Men imprisoned for 15 years for crime they were later exonerated of sue Cleveland police officers, county
Michael Keane #MichaelKeane
CLEVELAND, Ohio — Two men who each spent 15 years in prison for a crime that they were later acquitted of committing have sued the Cleveland police officers who put them behind bars.
Michael Sutton and Kenny Phillips accused Cleveland police officers Daniel Lentz and Michael Keane, as well as former detective Carl Hartman, of violating their civil rights by conspiring to fabricate and suppress evidence to pin the shooting on them.
The lawsuit, filed Tuesday in U.S. District Court in Cleveland, also accuses the Cuyahoga County prosecutor’s office of instituting and defending a decadeslong policy that allowed police to withhold police reports and witness statements favorable to defendants.
Sarah Gelsomino, an attorney at Friedman and Gilbert, announced the lawsuit at a news conference on Wednesday to mark the one-year anniversary that a jury acquitted Sutton and Phillips of the crime.
Phillips and Sutton toasted with champagne.
“I’m hoping we’re gonna get some justice,” Sutton said in an interview. “What we’ve been through is traumatizing. We got kidnapped for 15 years.”
Phillips said the convictions stole their lives and ripped them from their family members.
“We walked out our doors one day, and we didn’t come back until 15 years later,” Phillips said.
The men said that after spending their entire adult lives defending themselves against the accusations of being attempted murderers, they were excited to put the officials who pinned that label on them on the defense.
“They’re in the drivers’ seat now,” Gelsomino said, referring to her clients. “It’s a powerful shift in dynamics.”
Lexi Bauer, a spokeswoman for the prosecutor’s office, said in a statement that the office does not have a policy of withholding evidence.
“The Cuyahoga County prosecutor’s office has prosecuted more than 200,000 cases since the Sutton and Phillips case was tried in 2006,” the statement said. “With so few cases overturned, it is abundantly clear that the Cuyahoga County prosecutor’s office operates in an exemplary manner in the prosecution of criminal cases.”
The federal filing comes after the men in November filed a lawsuit in Cuyahoga County Common Pleas Court asking a judge to declare the men wrongfully imprisoned. If successful, they each would be able to collect more than $56,000 for each year they spent behind bars.
Ohio Attorney General Dave Yost’s office has filed a response opposing the declaration, and the two sides are in negotiations.

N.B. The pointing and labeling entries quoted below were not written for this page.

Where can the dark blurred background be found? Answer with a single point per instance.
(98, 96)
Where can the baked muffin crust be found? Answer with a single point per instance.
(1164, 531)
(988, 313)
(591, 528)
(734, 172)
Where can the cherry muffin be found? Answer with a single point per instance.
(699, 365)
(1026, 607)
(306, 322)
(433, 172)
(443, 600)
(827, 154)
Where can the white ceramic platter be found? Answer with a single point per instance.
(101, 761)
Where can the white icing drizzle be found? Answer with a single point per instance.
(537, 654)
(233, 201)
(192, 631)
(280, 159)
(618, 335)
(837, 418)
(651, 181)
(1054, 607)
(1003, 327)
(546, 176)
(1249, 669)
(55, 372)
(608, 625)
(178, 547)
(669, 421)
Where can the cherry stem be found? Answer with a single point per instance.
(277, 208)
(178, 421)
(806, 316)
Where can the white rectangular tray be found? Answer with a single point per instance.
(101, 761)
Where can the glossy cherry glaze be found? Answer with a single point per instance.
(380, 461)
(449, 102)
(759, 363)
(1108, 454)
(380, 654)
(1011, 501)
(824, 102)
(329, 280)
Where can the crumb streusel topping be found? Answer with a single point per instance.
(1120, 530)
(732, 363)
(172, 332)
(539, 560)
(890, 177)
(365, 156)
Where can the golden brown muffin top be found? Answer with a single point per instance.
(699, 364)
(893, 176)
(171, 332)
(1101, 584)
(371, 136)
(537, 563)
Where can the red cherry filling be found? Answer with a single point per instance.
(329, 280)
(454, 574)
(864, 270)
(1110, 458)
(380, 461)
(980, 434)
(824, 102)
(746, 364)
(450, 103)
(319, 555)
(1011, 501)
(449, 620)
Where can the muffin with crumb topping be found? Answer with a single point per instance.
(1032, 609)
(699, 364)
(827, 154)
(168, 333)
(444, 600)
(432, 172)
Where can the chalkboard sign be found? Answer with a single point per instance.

A jury found Sutton, now 36, and Phillips, now 35, not guilty on Sept. 27, 2022, after a weeklong trial. Justin Herdman, the former U.S. attorney in Cleveland and now a lawyer at Jones Day, and Diane Menashe, then at the Columbus firm Ice Miller, represented the men for free.
Sutton, Phillips and two other men were arrested on May 29, 2006, after Lentz and Keane said they witnessed someone shooting from Sutton’s car into another car in heavy traffic on Woodland Avenue. Two men in the other car were shot in the head. They later survived.
The officers said they chased the car through the traffic until it stopped on a side street where the people inside bailed. Lentz said he chased Phillips and another man behind some houses when Phillips shot at him.
Police gathered no physical evidence that tied Sutton or Phillips to the crime. Prosecutors relied on the testimony of Lentz and Keane to convict Phillips and Sutton of attempted murder and other charges. The jury found the other two men arrested at the scene not guilty.
A judge sentenced Sutton and Phillips to spend a combined 138 years in prison.
The Ohio Public Defender’s Wrongful Conviction Project and the Ohio Innocence Project began investigating the men’s cases and discovered that there were two other Cleveland police officers who were at the scene. Their accounts of the shooting differed from those of Lentz and Keane.
One of the officers, Gregory Jones, wrote in a letter to Phillips that he told a prosecutor on the case what he saw, and the prosecutor elected not to call him as a witness. Jones was later fired after he was convicted of rape. He is serving a prison sentence.
Both Jones and the other officer said they relayed their version of events to Hartman, the detective, who told them that a prosecutor said they didn’t need to file a report, the lawsuit claims.
The state never told defense attorneys in 2007 that any officer other than Lentz and Keane witnessed the shooting.
Defense attorneys say the men’s convictions are among several that courts have overturned since the 1970s. The issue, the attorneys say, stems from Cleveland police and county prosecutors withholding evidence that called someone’s guilt into question.
The men’s lawsuit pointed to a 1973 Cleveland police policy that quoted a letter from then-Prosecutor John T. Corrigan. The policy said that police and prosecutors were required to hand over to defense attorneys evidence favorable to a defendant, but written police reports and statements from witnesses or potential witnesses to state agents were exempt from that policy.
The 6th U.S. Circuit Court of Appeals in 2019, in another wrongful conviction case, ruled that a jury could find that the policy led to constitutional violations.